As well as a personal journey, A Notable Woman is fascinating as a chronicle of everyday life in the mid-twentieth century. Early on, in 1934, Jean talks about “the twentieth century blues” to describe the sense of discomfort which comes with rapid change. The war is the most obvious catalyst, providing both camaraderie and opportunity for women to work, and there are some prescient details which resonate today, such as fake news, both German (otherwise known as propaganda) and pre-Twitter local gossip, which required “sensible people” (otherwise known as fact-checkers) to be employed to stop rumours in case of a breakdown in communications. In our age of social media, which we believe to be unique, this is worth bearing in mind.


It’s also instructive to read that, far from questioning the advisability of the war, the BBC were at that time generally behind the government on everything – so much so that allowing a dissenting voice in the guise of JB Priestly garnered a number of complaints. They did start to sway however, prompting one of my favourite quotes from the book: “I was suddenly struck by the thought of how extraordinary it was that the BBC should allow Labour propaganda such prominence.” Perhaps this was the turning point.

Another favourite is Jean’s comment about women not going back to pre-war ways: “but we do not know yet what being a woman means.” She doesn’t know how she feels about this (see quote above about war as a pretext to avoid decisions), and there’s the sense that she wasn’t the only one who felt this way: the war, with its rules and sense of pulling together, provided a comfort blanket for some in a way that I hadn’t quite appreciated, and there are widespread mixed feelings at the end of it.

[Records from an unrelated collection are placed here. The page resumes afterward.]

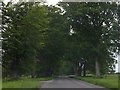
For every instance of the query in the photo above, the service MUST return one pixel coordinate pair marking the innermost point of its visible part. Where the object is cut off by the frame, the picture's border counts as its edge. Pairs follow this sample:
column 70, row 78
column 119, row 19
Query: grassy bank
column 24, row 82
column 108, row 81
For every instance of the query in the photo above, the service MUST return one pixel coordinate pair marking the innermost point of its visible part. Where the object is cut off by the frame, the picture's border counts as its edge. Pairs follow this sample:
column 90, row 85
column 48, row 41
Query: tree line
column 38, row 39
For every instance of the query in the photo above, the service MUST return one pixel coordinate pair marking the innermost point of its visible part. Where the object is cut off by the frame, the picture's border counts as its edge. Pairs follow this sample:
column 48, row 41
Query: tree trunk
column 84, row 70
column 97, row 68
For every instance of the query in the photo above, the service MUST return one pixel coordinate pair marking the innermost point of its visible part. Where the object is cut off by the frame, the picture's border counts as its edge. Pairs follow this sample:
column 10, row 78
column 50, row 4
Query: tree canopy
column 38, row 39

After the war, technological change is rapid, catalogued by Jean’s acquisition of household conveniences, one by one, including her first car. A life-long Home Service / Radio 4 devotee (it turns out that listening to the Archers whilst cooking supper really is timeless), Jean discovers LBC as long ago as 1974: “astonishing phenomenon of the times, these phone call-ins.” And in 1986, we find her catalogue shopping at 3am when she can’t sleep.


Jean starts her bookshop after the war and, after a very shaky start, runs it for 25 years. But her personal development slows down, as it does for all of us with age, and she passes away from cancer at the age of 76.


It's wonderful that so many can now get to know this unremarkable yet remarkable woman posthumously. In the meantime, I feel the great loss of a friend.